4 HiB (not required after fifth birthday) Three doses of HbOC or two doses of PRP-OMP by seven months old and a final dose of any type on or after the first birthday, but before 16 months old. Children who receive the first dose of HiB on or after their first birthday and before 15 months old are required to have only two doses with one dose being after 15 months of age. Children who receive the first dose of HiB vaccine on or after 15 months old are required to have one dose.
3 Hepatitis B vaccines with one occurring prior to three months old, a second dose by five months old and a third dose by 19 months old. Persons born before July 1, 1994 are not required to receive the hepatitis B vaccine.
A certificate of immunization must include the following:
Name of child and date of birth.
Name of the parent(s) or guardian.
Address of the parent(s) or guardian.
Sex of the child.
Kindergarten students must have a health assessment before entering school.
Transfer students should bring their most recent report card or transfer slip to verify grade.

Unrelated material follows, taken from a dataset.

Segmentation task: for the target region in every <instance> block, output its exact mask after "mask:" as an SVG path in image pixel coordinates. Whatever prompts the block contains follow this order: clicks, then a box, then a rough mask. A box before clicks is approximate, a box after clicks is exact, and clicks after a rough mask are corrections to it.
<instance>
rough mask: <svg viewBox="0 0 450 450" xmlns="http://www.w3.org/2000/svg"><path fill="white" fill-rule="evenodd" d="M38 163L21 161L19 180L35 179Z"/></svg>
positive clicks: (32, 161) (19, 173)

Beginners days are held each spring at school to help parents prepare children for entry in the fall.
Parent(s)/guardians should contact their childs school for more information.
S.C. law requires that children between ages 5 and 17 enroll in school. Schools operate for 180 days each year.
S.C. law requires that all children to be enrolled in kindergarten and first grade present a birth certificate issued by the state of birth and be 6 years of age by Sept. 1 of the current school year. An exception is made for children who have completed first grade in another state that has a different age requirement. To enter kindergarten, children must be 5 years old on or before Sept. 1.
All children entering S.C. schools for the first time must be immunized prior to enrolling and obtain an S.C. Certificate of Immunization form. Certificates may be obtained from the S.C. Health Department or other sources of medical care.
South Carolina requires the following immunizations: measles, rubella, DPT (diphtheria, pertussis and tetanus) and polio.